Les données saisies par monsieur et madame Tout-le-monde (de 6 à 80 ans) à partir d'observations faites dans leur jardin ou en balade ont permis de réunir diverses informations, dont la présence géographique et la densité d'écureuils présents dans la région. Le site était également enrichi par des naturalistes et des gestionnaires de sites. Mais des personnes n'utilisant pas internet ont envoyé des lettres au CPIE Chaîne des terrils, à Loos-en-Gohelle, dans lesquelles ils décrivent « leur » écureuil, accompagnées de photos voire de vidéos. Les résultats bruts de l'étude font ressortir plusieurs lieux de vie de l'écureuil roux, dont le bassin minier (Avion-Liévin, Auchel). Il s'est ainsi adapté au milieu urbain. « Les cités minières ont des jardins, qui permettent aux écureuils de se déplacer. On en a aussi sur Arras, où il y a de grands parcs. » L'Avesnois, zone la plus boisée de la région, est l'endroit où vit la plus grande population régionale de lutins roux. « On a eu des résultats surprenants, aussi, comme ces données attestant de sa présence dans les Monts des Flandres. » En revanche, c'est dans l'Audomarois que l'écureuil se fait le plus rare.

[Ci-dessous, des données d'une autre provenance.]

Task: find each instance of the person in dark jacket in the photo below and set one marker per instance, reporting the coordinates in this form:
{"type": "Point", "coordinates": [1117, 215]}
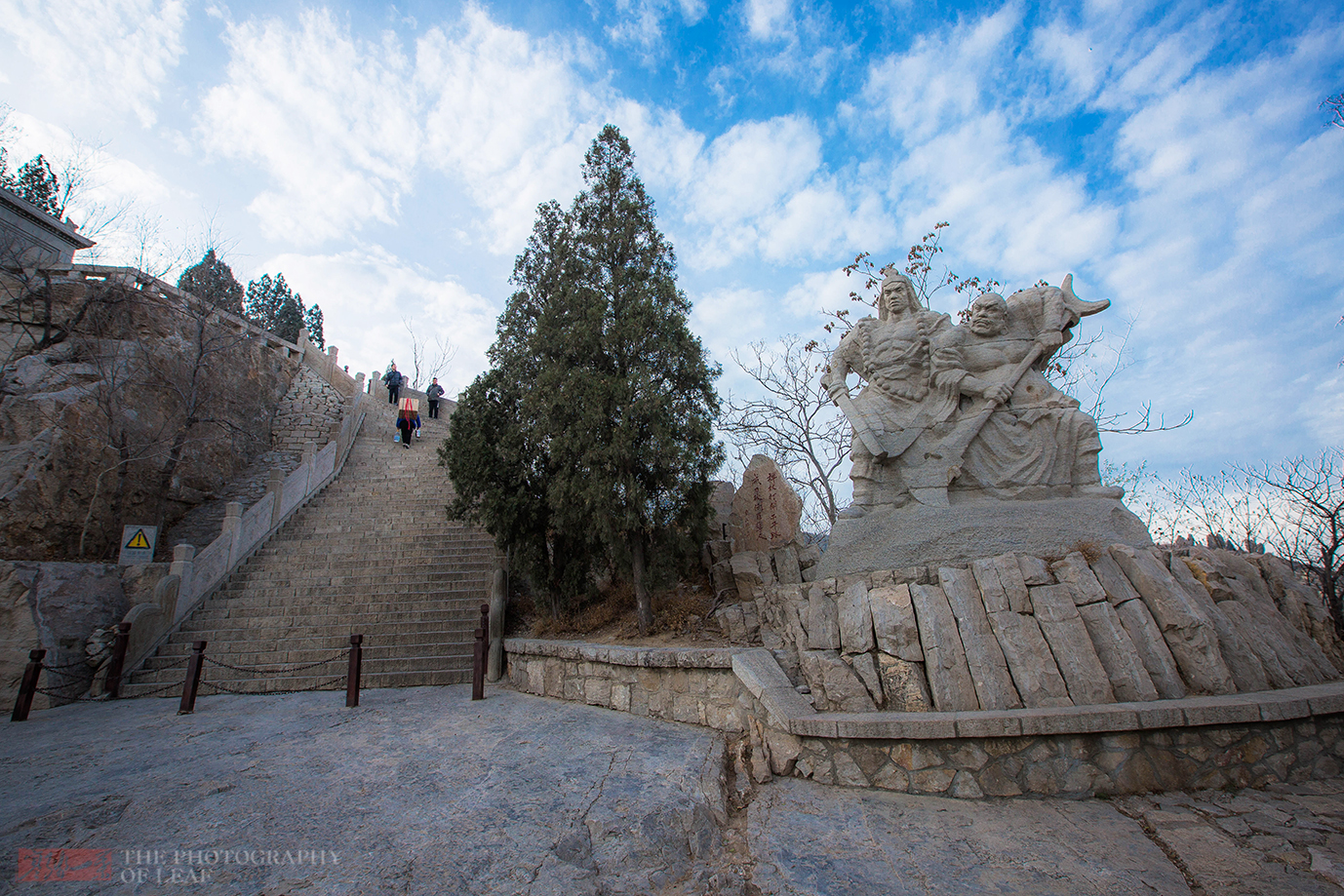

Le dernier appel à contribution est lancé auprès du grand public, mais l'opération ne s'arrête pas (le site existera toujours et pourra être enrichi de photos et vidéos des internautes). Le travail scientifique se poursuit. Un bilan sera réalisé à partir des données recueillies à la fois sur internet et lors de la première campagne de radiopistage, de mars à juillet aux abords du terril de Pinchonvalles, à Avion. Une plaquette synthétisant les informations collectées sera éditée pour une diffusion grand public. Le radiopistage va reprendre en fin d'hiver à Pinchonvalles, sept écureuils seront équipés.
Les contributeurs seront remerciés de leur investissement. La Région les invitera le 27 mars à une soirée animée par Denis Cheissoux, journaliste nature de France Inter, lors de laquelle interviendra le Pr Chapuis, grand spécialiste français de l'écureuil. Les enfants pourront y découvrir un conte sur l'écureuil, le muscardin et les corridors boisés créé spécialement par le Théâtre du Bimberlot, du Quesnoy.